Always clean the user-supplied filename and join it with a base directory using filepath.Join. Then verify that the cleaned path remains within the base directory.

import (
    "net/http"
    "path/filepath"
    "github.com/gorilla/mux"
)

func handler(w http.ResponseWriter, r *http.Request) {
    vars := mux.Vars(r)
    filename := vars["filename"]
    base := "/safe/docs"
    // Clean and join to prevent traversal
    safePath := filepath.Clean(filepath.Join(base, filename))
    // Ensure the resolved path is still within base
    if rel, err := filepath.Rel(base, safePath); err != nil || rel == ".." || rel[:3] == ".." {
        http.Error(w, "invalid path", http.StatusBadRequest)
        return
    }
    http.ServeFile(w, r, safePath)
}

This ensures that sequences like ../../../etc/passwd are resolved and checked against the base directory before serving.

2. Validate filename format with a strict allowlist

Accept only filenames that match a safe pattern (e.g., alphanumeric, underscores, hyphens, and specific extensions).

import "regexp"

var validFilename = regexp.MustCompile(`^[a-zA-Z0-9_\-]+\.(txt|pdf|json)$`)

func validateFilename(filename string) bool {
    return validFilename.MatchString(filename)
}

func handler(w http.ResponseWriter, r *http.Request) {
    vars := mux.Vars(r)
    filename := vars["filename"]
    if !validateFilename(filename) {
        http.Error(w, "invalid filename", http.StatusBadRequest)
        return
    }
    // Proceed with safe path handling
}

3. Decouple Api Key usage from path resolution

Use Api Keys for authentication and authorization, but keep path resolution independent.
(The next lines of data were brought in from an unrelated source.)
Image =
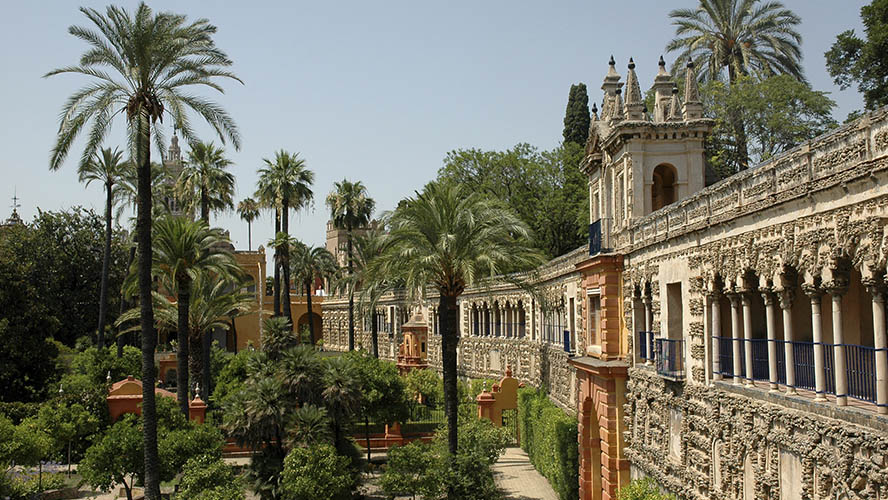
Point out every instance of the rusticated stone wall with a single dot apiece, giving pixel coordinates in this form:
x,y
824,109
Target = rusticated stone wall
x,y
704,442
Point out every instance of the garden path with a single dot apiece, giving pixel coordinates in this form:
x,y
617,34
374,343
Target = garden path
x,y
518,479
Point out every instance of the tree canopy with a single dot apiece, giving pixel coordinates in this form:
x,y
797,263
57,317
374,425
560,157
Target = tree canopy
x,y
863,61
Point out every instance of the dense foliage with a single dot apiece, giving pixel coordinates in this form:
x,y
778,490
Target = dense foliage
x,y
863,61
546,189
777,113
549,436
50,273
317,473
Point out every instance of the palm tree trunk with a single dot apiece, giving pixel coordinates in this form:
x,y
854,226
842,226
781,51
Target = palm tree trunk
x,y
736,118
285,261
310,318
206,364
447,307
106,268
149,337
204,206
124,306
195,361
276,286
182,305
374,333
351,293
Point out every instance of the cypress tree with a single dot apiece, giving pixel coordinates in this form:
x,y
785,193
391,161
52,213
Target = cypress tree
x,y
576,117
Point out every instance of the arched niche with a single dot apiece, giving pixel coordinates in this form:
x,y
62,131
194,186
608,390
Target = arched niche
x,y
664,187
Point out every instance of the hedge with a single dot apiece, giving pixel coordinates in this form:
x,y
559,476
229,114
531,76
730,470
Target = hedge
x,y
549,436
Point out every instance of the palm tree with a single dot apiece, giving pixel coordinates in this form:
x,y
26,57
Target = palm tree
x,y
248,210
184,251
740,37
308,264
284,184
205,183
448,238
342,396
140,63
109,168
350,208
367,247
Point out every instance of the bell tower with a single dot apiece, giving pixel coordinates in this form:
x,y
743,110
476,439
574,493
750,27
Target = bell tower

Determine access control based on the key, but never embed user input directly into filesystem paths without validation.

func authMiddleware(next http.Handler) http.Handler {
    return http.HandlerFunc(func(w http.ResponseWriter, r *http.Request) {
        apiKey := r.Header.Get("X-API-Key")
        if !isValidKey(apiKey) {
            http.Error(w, "unauthorized", http.StatusUnauthorized)
            return
        }
        // Attach identity to context if needed, but do not alter path resolution
        ctx := context.WithValue(r.Context(), "key", apiKey)
        next.ServeHTTP(w, r.WithContext(ctx))
    })
}

func isValidKey(key string) bool {
    // Validate against a store or constant; this is a stub
    return key == "trusted-key-example"
}

In this pattern, the Api Key is used solely for authentication. Path handling remains secure and separate, preventing traversal regardless of the key’s value.

4. Leverage middleware for consistent validation

Apply validation logic in middleware to keep handlers clean and enforce checks across routes.

func pathValidationMiddleware(next http.Handler) http.Handler {
    return http.HandlerFunc(func(w http.ResponseWriter, r *http.Request) {
        vars := mux.Vars(r)
        filename := vars["filename"]
        base := "/safe/docs"
        safePath := filepath.Clean(filepath.Join(base, filename))
        if rel, err := filepath.Rel(base, safePath); err != nil || rel == ".." || rel[:3] == ".." {
            http.Error(w, "path traversal attempt", http.StatusBadRequest)
            return
        }
        next.ServeHTTP(w, r)
    })
}

These practices ensure that Gorilla Mux routes with Api Keys remain resilient against Path Traversal by strictly controlling how user input influences filesystem operations.